We present a detailed 1.2 mm continuum and CS spectral line study of a large sample of 69 massive star forming regions in very early stages of evolution, most of them prior to building up an ultracompact HII region. The continuum data show a zoo of different morphologies and give detailed information on the spatial distributions, the masses, column densities and average densities of the whole sample. Fitting the radial intensity profiles shows that three parameters are needed to describe the spatial distribution of the sources: constant emission from the center out to a few arcsec radius followed by a first power law intensity distribution which steepens further outside into a second power law distribution. The mean inner power law intensity index mi (I~r^(-mi)) is 1.2 corresponding to density indices p (n~r^(-p)) of 1.6. In total the density distribution of our massive star formations sites seem to be not too different from their low-mass counterparts, but we show that setting tight constrains on the density indices is very difficult and subject to many possible errors.

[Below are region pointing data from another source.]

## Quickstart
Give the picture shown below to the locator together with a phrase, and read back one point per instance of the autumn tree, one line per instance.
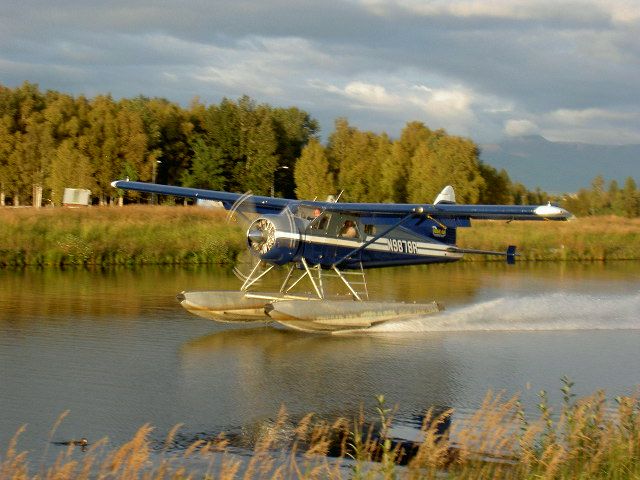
(312, 176)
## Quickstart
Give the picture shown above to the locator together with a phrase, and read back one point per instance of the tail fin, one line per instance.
(447, 195)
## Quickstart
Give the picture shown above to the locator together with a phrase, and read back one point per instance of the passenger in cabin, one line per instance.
(348, 230)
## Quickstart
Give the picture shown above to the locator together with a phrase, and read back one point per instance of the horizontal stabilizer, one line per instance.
(447, 195)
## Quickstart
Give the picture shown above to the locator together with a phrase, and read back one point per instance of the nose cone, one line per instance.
(255, 235)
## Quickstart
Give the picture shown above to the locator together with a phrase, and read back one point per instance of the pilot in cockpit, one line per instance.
(348, 230)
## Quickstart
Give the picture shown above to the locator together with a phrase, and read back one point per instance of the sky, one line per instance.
(566, 70)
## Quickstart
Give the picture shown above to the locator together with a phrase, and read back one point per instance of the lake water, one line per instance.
(116, 349)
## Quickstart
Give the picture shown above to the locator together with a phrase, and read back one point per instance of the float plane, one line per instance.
(319, 240)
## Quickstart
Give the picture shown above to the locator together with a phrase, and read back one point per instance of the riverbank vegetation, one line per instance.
(50, 141)
(132, 235)
(591, 437)
(147, 234)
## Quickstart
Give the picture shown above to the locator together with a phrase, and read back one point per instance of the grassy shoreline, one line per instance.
(590, 437)
(164, 235)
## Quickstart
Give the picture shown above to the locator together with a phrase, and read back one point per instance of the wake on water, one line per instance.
(557, 311)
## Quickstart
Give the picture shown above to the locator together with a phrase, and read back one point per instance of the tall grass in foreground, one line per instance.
(587, 439)
(133, 235)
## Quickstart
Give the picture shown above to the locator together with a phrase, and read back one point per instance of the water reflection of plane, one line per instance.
(250, 373)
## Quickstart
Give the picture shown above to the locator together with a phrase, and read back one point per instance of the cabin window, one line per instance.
(349, 229)
(322, 222)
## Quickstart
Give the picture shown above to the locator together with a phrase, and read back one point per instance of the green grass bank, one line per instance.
(139, 235)
(132, 235)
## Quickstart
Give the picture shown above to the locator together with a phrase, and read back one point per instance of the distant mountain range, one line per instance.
(558, 167)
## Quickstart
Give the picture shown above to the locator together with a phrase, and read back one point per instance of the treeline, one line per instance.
(372, 167)
(51, 140)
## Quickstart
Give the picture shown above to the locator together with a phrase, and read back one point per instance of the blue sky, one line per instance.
(567, 70)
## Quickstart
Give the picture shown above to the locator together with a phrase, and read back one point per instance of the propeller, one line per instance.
(243, 213)
(272, 239)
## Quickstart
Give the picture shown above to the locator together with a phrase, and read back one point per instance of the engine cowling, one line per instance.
(274, 238)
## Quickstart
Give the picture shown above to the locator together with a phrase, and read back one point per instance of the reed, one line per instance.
(588, 438)
(133, 235)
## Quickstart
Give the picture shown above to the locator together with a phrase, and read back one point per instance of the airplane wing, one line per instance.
(460, 211)
(261, 204)
(444, 210)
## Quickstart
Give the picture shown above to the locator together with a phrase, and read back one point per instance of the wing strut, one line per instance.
(376, 237)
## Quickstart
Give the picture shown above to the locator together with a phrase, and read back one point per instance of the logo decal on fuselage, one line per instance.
(402, 246)
(439, 231)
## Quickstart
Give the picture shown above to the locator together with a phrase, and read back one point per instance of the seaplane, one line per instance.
(319, 242)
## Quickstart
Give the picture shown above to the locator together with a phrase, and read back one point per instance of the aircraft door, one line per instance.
(317, 243)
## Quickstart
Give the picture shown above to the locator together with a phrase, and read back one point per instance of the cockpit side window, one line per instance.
(349, 229)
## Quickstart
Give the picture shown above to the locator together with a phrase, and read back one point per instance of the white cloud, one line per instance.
(618, 11)
(515, 128)
(369, 94)
(586, 116)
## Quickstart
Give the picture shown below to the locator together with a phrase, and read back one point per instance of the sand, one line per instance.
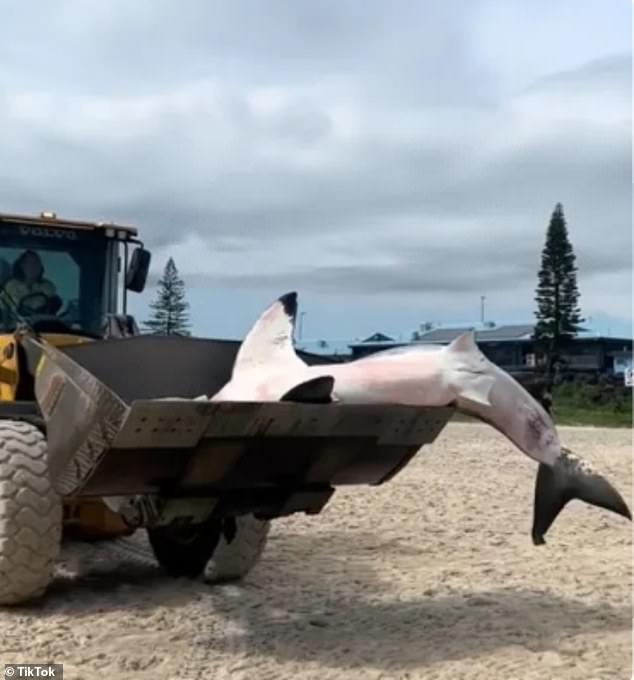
(432, 575)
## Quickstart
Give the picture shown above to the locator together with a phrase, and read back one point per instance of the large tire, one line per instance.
(233, 561)
(30, 514)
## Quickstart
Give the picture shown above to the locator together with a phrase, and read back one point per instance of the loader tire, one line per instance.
(233, 561)
(30, 514)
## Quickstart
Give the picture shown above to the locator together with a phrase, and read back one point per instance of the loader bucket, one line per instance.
(275, 457)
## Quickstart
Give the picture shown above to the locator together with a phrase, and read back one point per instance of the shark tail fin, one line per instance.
(270, 340)
(568, 479)
(470, 375)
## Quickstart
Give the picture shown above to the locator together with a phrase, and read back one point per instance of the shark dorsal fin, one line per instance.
(313, 391)
(270, 340)
(469, 367)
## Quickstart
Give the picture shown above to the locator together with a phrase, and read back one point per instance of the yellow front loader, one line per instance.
(101, 433)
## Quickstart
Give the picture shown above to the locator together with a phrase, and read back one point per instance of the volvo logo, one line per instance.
(47, 232)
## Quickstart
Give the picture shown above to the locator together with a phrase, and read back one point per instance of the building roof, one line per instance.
(378, 337)
(621, 354)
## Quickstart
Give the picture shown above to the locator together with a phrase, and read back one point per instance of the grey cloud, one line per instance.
(432, 170)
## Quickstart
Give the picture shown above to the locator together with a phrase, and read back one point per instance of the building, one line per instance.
(512, 347)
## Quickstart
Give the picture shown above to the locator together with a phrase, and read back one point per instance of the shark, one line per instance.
(267, 368)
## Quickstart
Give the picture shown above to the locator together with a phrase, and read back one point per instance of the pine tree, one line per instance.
(558, 314)
(169, 314)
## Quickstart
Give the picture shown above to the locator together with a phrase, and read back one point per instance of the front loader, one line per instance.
(107, 424)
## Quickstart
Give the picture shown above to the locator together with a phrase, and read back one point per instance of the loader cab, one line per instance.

The local densities we derive from CS calculations are higher (up to one order of magnitude) than the mean densities we find via the mm-continuum. Such inhomogeneous density distribution reflects most likely the ubiquitous phenomenon of clumping and fragmentation in molecular clouds. Linewidth-mass relations show a departure from virial equilibrium in the stages of strongly collapsing cores.

15 pages, 13 jpeg-figures. Astrophysical Journal, in press